Yeni Üyelik
41.
Bölüm

Y.C 41 Fırtına

@azamet_29_2

Ege'ye baktım. Gerçekten bilmiyormuydu, yoksa numaramı yapıyordu.
Bu ikizler birbirinin nefesi bile bilirken, Ege Efe'nin söylediklerinden bir haber olabilirmiydi.

Hiç sanmıyorum.

"Efe'nin yanımda olduğunu biliyordun değilmi.?"

Sessiz kaldı Ege.

"Cevap ver Ege."

"Evet. " Dedi ellerini ceplerine sokarak.

Kollarımı göğsümde birleştirdim.
"Ne söylediğini biliyormusun?"

"Birazını."

"Peki sen ne düşünüyorsun?"

Dedim alaycı şekilde.

"Hiç birşey.
Benim böyle bir durumda taraf olmam imkansız."

"Söyle.
Gerçekten merak ediyorum fikrini."

Ege başını öne eğmişti.
Bir süre öylece sessiz kaldı.

"Söyleyebileceğim tek şey, biz Hasan babanın evine geldiğimizden beri Efe sana hep hayrandı. Başka birşey diyemem."

Ege'de durumun farkındaydı. Yıllardır hemde.

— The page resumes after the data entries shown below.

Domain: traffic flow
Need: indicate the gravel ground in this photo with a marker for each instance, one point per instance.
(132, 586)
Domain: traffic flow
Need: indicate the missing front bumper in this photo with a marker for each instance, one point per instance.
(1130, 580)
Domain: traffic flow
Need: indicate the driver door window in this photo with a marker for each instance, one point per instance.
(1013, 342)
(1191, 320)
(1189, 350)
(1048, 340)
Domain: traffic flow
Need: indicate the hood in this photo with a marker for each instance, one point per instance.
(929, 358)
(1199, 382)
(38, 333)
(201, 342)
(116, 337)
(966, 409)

Sinirle sıktım yumruklarımı.
O kadarki tırnaklarım etime batıyordu. Kaşlarımı çatarak yüzünü izledim. Bu süre içinde başını hiç kaldırmadı.

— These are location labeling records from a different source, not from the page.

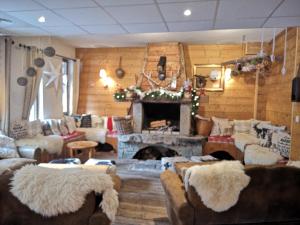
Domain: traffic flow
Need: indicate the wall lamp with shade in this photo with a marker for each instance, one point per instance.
(107, 81)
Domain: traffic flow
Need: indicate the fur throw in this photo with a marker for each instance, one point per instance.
(53, 144)
(219, 184)
(50, 192)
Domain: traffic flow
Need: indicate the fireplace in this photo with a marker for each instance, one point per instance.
(162, 117)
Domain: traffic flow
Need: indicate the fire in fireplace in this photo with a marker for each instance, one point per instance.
(155, 153)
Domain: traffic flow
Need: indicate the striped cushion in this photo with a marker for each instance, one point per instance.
(221, 139)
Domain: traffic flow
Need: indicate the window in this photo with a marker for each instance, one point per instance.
(65, 87)
(37, 109)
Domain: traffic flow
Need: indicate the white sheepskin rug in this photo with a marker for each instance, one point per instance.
(50, 192)
(219, 184)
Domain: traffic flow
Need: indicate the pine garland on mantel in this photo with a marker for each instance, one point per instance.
(158, 94)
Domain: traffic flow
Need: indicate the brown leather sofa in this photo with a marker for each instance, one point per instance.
(272, 197)
(13, 212)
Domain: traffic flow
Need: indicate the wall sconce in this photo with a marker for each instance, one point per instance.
(102, 73)
(107, 81)
(227, 74)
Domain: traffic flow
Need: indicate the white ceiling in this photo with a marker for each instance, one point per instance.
(88, 23)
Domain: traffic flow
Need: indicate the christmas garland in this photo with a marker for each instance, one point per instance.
(160, 94)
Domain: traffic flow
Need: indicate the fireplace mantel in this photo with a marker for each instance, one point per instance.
(164, 101)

Burdan uzaklaşmam gerekiyordu.
Yoksa gerçekten kötü şeyler olacaktı. Sakinleşmeliydim. Hırsla Ege'nin yanından geçerek aşağı indim.

Ofisin önünde durdum önce.
İçeri baktığımda, Efe hâlâ aynı yerde elleri bağlı, dirsekleri dizlerinde başı önde oturuyordu.
Düşünüyordu.

Hiç birşey söylemeden ve Efe'nin bana dönen bakışlarına aldırmadan masadan arabamın anahtarını ve silahımı alıp, gerisin geri çıktım.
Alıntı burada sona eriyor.